Der Nebel, der seine Rippen umwickelte und zwischen seinen schmalen Lippen nach draußen huschte, sobald er es zuließ.

Es schien so, als würde ein Winter in ihm wüten, den nur er fühlte.

Man sah auch den Nebel, der aus mir kam. Die Luft war kalt, so früh an diesem Novembertag und unsere Atemzüge wurden zu kurzzeitig sichtbaren Schwaden.

Und gemischt mit dem Rauch, den er durch die Zähne zog, atmete er so große Nebelschwaden wieder aus, dass er sich dahinter verstecken konnte.

Insgeheim stellte ich mir vor, wir wären die frühe Kälte. Ich stellte mir vor, wir wären das Wetter.

Wir wären der Regen, wenn wir weinten und der Sturm, wenn wir stritten. Wir wären die Wolken, wenn wir flögen und der Schnee, wenn wir die Betten ausschütteln.
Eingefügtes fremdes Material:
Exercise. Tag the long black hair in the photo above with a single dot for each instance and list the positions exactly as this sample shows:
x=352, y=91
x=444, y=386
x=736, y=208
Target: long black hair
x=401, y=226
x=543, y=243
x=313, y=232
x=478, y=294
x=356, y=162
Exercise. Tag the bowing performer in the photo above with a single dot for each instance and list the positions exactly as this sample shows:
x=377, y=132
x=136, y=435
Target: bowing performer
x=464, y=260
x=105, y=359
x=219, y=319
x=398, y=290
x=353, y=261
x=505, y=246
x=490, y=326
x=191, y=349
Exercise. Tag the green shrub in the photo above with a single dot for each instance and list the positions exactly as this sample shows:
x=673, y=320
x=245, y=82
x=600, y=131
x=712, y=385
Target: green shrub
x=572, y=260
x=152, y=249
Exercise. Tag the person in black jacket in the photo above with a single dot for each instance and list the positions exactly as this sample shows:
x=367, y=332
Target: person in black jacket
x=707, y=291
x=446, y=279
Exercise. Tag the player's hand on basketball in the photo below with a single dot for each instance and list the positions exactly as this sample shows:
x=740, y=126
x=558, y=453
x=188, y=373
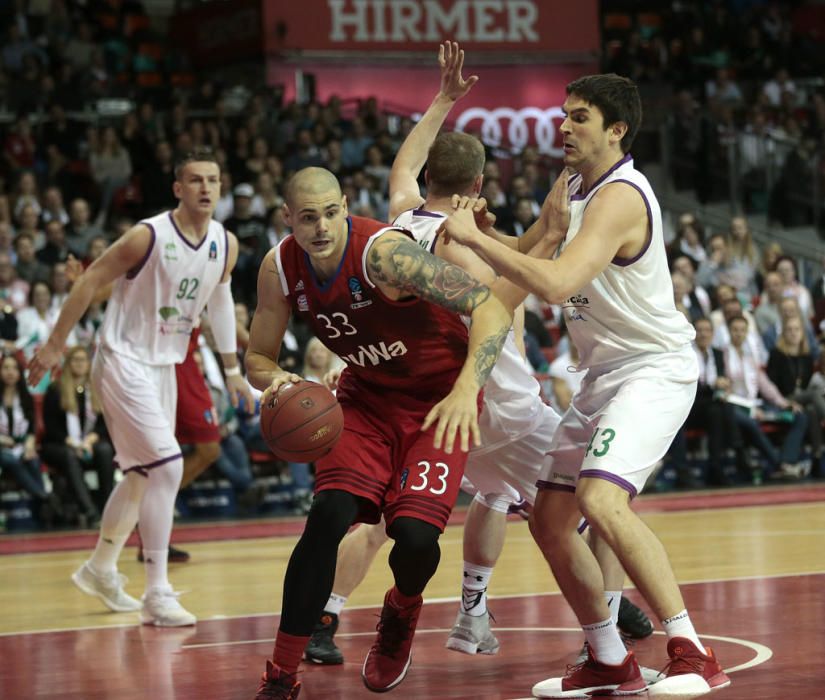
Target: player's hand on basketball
x=455, y=415
x=555, y=212
x=330, y=379
x=239, y=391
x=277, y=382
x=44, y=359
x=451, y=61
Vorhin, da hatte ich diese Gedanken mit ihm geteilt. Und wer ist dann der Frühling?, hat er gefragt. Wer sind die Pollen und wer sind die Knospen?

Zwei andere, dachte ich. Zwei andere, die uns dann frei gaben, wie Kollegen, die uns ablösten. Im Frühling würden wir unsichtbar und sinnlos. Und im Winter durften wir sein.

Er hielt mir die halb aufgerauchte Zigarette hin. Sie roch nach Tabak und ein kleines bisschen nach Lakritze.

Ich steckte sie mir zwischen die Finger, doch schüttelte den Kopf. ,,Was, hast du Angst, daran zu sterben?", amüsierte er sich stumpf und nahm sie sich zurück.

,,Natürlich nicht." Ich zog meine Beine an und griff mit den gefühllosen Fingern um meine Knie. Es fühlte sich an, als würde ein Fremder sie umarmen.

Ich stellte mir vor, es wäre ein Mann, der mich mochte, mit warmer Haut, die frisch geduscht nach Kokosnuss roch und vom selben Nebel versteckt wurde wie wir.

Fühlst du dich einsam?, fragte er in meine Gedanken und ich nickte ihm, genauso gedanklich, zu.

,,Glaubst du, du warst mal verliebt?", flüsterte ich und wartete auf seine Antwort, die sich endlos Zeit ließ, um mir in die Ohren zu schlüpfen. ,,Vielleicht", war die Antwort.

Vielleicht war auf alles die Antwort. ,,Glaubst du, du hast mal geheiratet?", fragte er. ,,Vielleicht."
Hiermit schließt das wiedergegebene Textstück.